“On your feet, Gunther.”
Friedrich Korsch was stuffing the gun he’d found on the floor by my leg under the waistband of his trousers and slowly backing away. In the low light I could just make out the triumphant expression on his face, as if he was looking forward to killing me; he appeared to be alone.
“Why?” I said wearily. Once before I’d escaped being shot in the Schlossberg Caves and I scarcely thought I was about to manage it again. There’s a limit to how lucky one lucky man can be. Then again, good luck is merely the ability and determination to overcome bad luck; anything else looks like capricious fortune. But my determination to do anything other than sleep inside that mountain for a thousand years was sorely lacking. “What’s the point?” I added. “You might as well shoot me in here, Friedrich. As mausoleums go, this place is as good as any.”
“Because those aren’t General Mielke’s orders. I’m to make your death look like a suicide. Something the local cops can explain away. The Blue Train murderer takes his own life. Which can hardly happen if I kill you now. So please get up. I’m not a sadistic man, and I’d hate to have to blow your kneecaps off. But I can assure you, not nearly as much as you would.”
He had a point. My luck had finally run out and, as coincidences go, this one seemed more meaningful than not; it looked very much as if fate had always meant me to meet my end in the Schlossberg Caves and was determined not to be disappointed in that respect. God moves in mysterious ways but it’s best to recognize that most of the mystery relates to why people still think he gives a damn about any of us. I stood up reluctantly and brushed some of the sand off my trousers. “I expect they’ll give you a promotion for this. Or a medal. Perhaps both.”
Korsch circled away some more now that I was on my feet. But he certainly wasn’t about to miss me from wherever he was standing in the cavern. Not even with one eye.

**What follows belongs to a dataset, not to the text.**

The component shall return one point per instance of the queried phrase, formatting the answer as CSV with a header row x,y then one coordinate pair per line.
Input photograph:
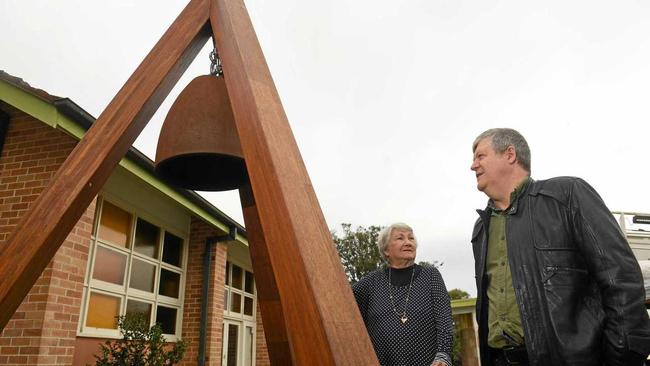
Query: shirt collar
x,y
514,198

“For catching an old fascist enemy of the people like you? Yes, I expect so.”
“Is that what I am?”
“It’s how it will be reported in Germany, probably. And why not? These days we need our villains just as much as we need our heroes. There’s a lot we can blame on the Nazis and usually do. Now, then. Do you have any more guns?”
“Sadly, not.”
Korsch moved around the wall of the cave to where my jacket was hanging on the light switch and patted it down. “Just making sure. You always were a slippery bastard, Gunther.”
“That’s how I managed to stay alive, Friedrich.”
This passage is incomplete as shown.